Lu Watters and the Yerba Buena Jazz Band
Cornetist Lu Watters began his career as a cruise ship musician. During the 1930s he worked with the Carol Lofner Orchestra and led his own big band at Sweet's Ballroom in Oakland. In 1940 he formed a new outfit, the Yerba Buena Jazz Band. Watters' new group rejected all modern forms of jazz and embraced the older New Orleans sound. In their effort to return to the pure roots of jazz, they ignored even the white bands of the 1920s and instead focused on such artists as King Oliver and Jelly Roll Morton. However, Yerba Buena wasn't just an attempt to recreate the past; the group also added a great deal of local San Francisco flavor to its music, producing its own unique style.
The Yerba Buena Jazz Band spent its lifetime in San Francisco, settling in the Dawn Club until WWII broke out.
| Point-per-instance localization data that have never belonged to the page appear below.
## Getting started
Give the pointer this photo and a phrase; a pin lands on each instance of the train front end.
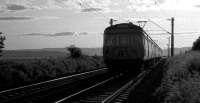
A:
(123, 48)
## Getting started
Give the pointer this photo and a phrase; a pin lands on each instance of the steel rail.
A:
(8, 95)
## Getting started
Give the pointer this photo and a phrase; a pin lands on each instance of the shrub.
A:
(196, 44)
(181, 80)
(75, 52)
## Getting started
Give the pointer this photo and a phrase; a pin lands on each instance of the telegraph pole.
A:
(172, 36)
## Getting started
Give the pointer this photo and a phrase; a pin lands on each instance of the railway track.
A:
(17, 95)
(112, 90)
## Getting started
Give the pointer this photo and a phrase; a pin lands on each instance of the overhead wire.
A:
(88, 6)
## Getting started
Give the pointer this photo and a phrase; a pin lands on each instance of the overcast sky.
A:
(33, 24)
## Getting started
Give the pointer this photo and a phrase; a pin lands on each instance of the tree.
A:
(196, 45)
(75, 52)
(2, 38)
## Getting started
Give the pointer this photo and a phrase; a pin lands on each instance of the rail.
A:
(8, 95)
(105, 92)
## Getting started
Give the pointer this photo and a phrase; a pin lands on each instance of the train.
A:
(127, 46)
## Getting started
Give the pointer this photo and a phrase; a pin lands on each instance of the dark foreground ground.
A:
(177, 80)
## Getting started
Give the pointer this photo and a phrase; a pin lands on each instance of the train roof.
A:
(125, 26)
During the war Watters led a twenty-piece Navy band in Hawaii. After the war he reformed Yerba Buena, again taking up residence at the Dawn Club. In 1947 Watters opened his own jazz club, Hambone Kelly's in San Francisco, where the group remained until its breakup in 1950. After that Watters retired from the music business to study geology but formed a new band later that decade. He retired again in the late 1950s.